A good thing to remember if you are ever stranded & have a 55 gallon drum laying around.


----------



## fossil (Sep 13, 2012)

Whenever I'm headed into any situation wherein I feel there's even a remote chance I'll be stranded, a 55 gallon drum is the first thing I pack.


----------



## MasterMech (Sep 14, 2012)

Rusty 55 gallon drum, riddled with bullet holes () with gorgeous mountain views in the background. I ♥ Alaska.


----------



## blacktail (Sep 14, 2012)

We used to use a stove in our hunting camp that was made out of a barrel. Cut a square out of the side then reattach with hinges, then cut a hole in the top and attach a few feet of chimney pipe. That thing really put out heat. We cut the bottom out so that the ash all fell out when we picked it up to break camp.


----------



## bogydave (Sep 14, 2012)

fossil said:


> Whenever I'm headed into any situation wherein I feel there's even a remote chance I'll be stranded, a 55 gallon drum is the first thing I pack.


 
They fit well into the airplane too. LOL
I see them all over the state & wonder how they got where they are.



MasterMech said:


> Rusty 55 gallon drum, riddled with bullet holes () with gorgeous mountain views in the background. I ♥ Alaska.


 
We call them "Alaska roses" they are on mountains, in the middle of swamps, along river banks.
Found a cache of 4 heavy duty steel , 3 full of fuel, left by the USGS out by this camp. They will eventually rust & the fuel will leak out. Look like a helicopter sling load but they never used all the fuel.
Hard to even get a 5 gallon jug from where they, so getting & using the fuel is not feasible.



blacktail said:


> We used to use a stove in our hunting camp that was made out of a barrel. Cut a square out of the side then reattach with hinges, then cut a hole in the top and attach a few feet of chimney pipe. That thing really put out heat. We cut the bottom out so that the ash all fell out when we picked it up to break camp.


 
I may take a chisel next trip & try it.A few other barrels around there I could try it on.

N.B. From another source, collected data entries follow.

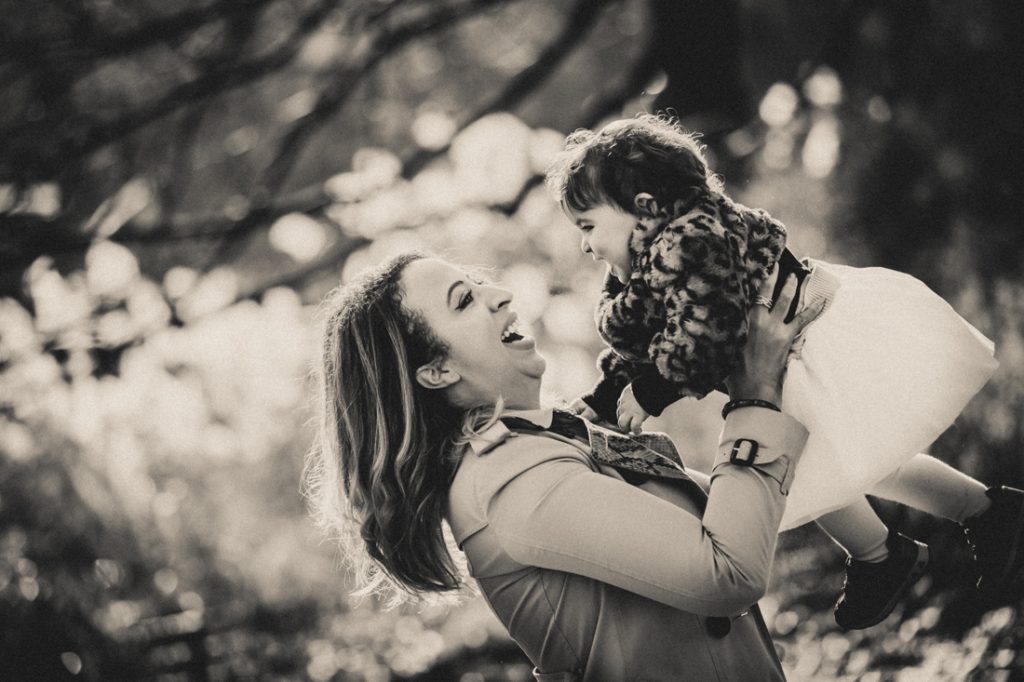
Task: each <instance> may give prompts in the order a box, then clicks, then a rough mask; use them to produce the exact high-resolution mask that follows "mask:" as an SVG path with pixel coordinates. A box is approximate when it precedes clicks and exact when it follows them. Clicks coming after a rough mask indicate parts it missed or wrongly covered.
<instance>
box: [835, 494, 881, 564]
mask: <svg viewBox="0 0 1024 682" xmlns="http://www.w3.org/2000/svg"><path fill="white" fill-rule="evenodd" d="M817 524H818V525H819V526H821V529H822V530H824V531H825V532H827V534H828V535H829V536H830V537H831V539H833V540H835V541H836V542H837V543H838V544H839V545H840V546H841V547H843V549H845V550H846V551H847V552H848V553H849V554H850V556H851V557H853V558H854V559H857V560H858V561H869V562H872V563H874V562H879V561H885V560H886V557H888V556H889V550H888V549H887V548H886V538H888V537H889V528H887V527H886V524H885V523H883V522H882V519H880V518H879V515H878V514H876V513H874V510H873V509H871V506H870V505H869V504H867V500H866V499H865V498H863V497H861V498H858V499H857V501H856V502H854V503H853V504H851V505H849V506H847V507H843V508H841V509H837V510H836V511H834V512H828V513H827V514H824V515H822V516H819V517H818V518H817Z"/></svg>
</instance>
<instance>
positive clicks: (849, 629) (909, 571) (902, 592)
mask: <svg viewBox="0 0 1024 682" xmlns="http://www.w3.org/2000/svg"><path fill="white" fill-rule="evenodd" d="M930 560H931V554H930V552H929V548H928V545H923V546H921V547H920V548H919V549H918V559H916V560H915V561H914V562H913V566H911V567H910V570H909V571H907V574H906V578H904V579H903V583H902V584H901V585H900V587H899V589H898V590H897V591H896V592H895V593H893V596H892V598H891V599H890V600H889V601H888V602H886V605H885V607H884V608H883V609H882V610H881V611H879V613H878V614H877V615H876V616H874V617H873V619H871V620H870V621H862V622H860V623H852V624H846V625H843V624H842V623H840V622H839V619H836V623H837V625H839V627H840V628H843V629H844V630H863V629H865V628H870V627H871V626H877V625H879V624H880V623H882V622H883V621H885V620H886V619H887V617H889V614H890V613H892V612H893V609H894V608H896V604H898V603H899V600H900V599H902V598H903V597H904V596H905V595H906V593H907V590H909V589H910V588H911V587H912V586H913V584H914V583H916V582H918V580H919V579H920V578H921V577H922V576H924V574H925V570H926V569H927V568H928V564H929V562H930Z"/></svg>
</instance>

Don't know about hauling in stove pipe though.


----------



## ScotO (Sep 14, 2012)

Good idea, BD.  By the way, how'd you make out at moose camp?  'Nother set of horns fer da woodshed??


----------



## bogydave (Sep 14, 2012)

Scotty Overkill said:


> Good idea, BD. By the way, how'd you make out at moose camp? 'Nother set of horns fer da woodshed??


 
1/2 a set count? Off a 55 incher, 3 brow tines.
Would have liked to got close to him this year, might be close to 60 incher now 
Saw several shed caribou antlers & a few other shed moose antlers.
Brought these back for the wood shed.
Put some walnut stain on them to give them some color & keep the insects off.:


----------



## iskiatomic (Sep 15, 2012)

I worked on a stock car many years ago, this was the barrel type stove we used. Killer heat.

KC


----------



## Backwoods Savage (Sep 15, 2012)

Nice KC. Reminds me of a fellow in northern MI who built one like that only on a much larger scale. He had a large garage (was a logger) that could park several big trucks inside. It was always warm in there no matter the outside temperature. He also never split wood; just threw in 4' logs.


----------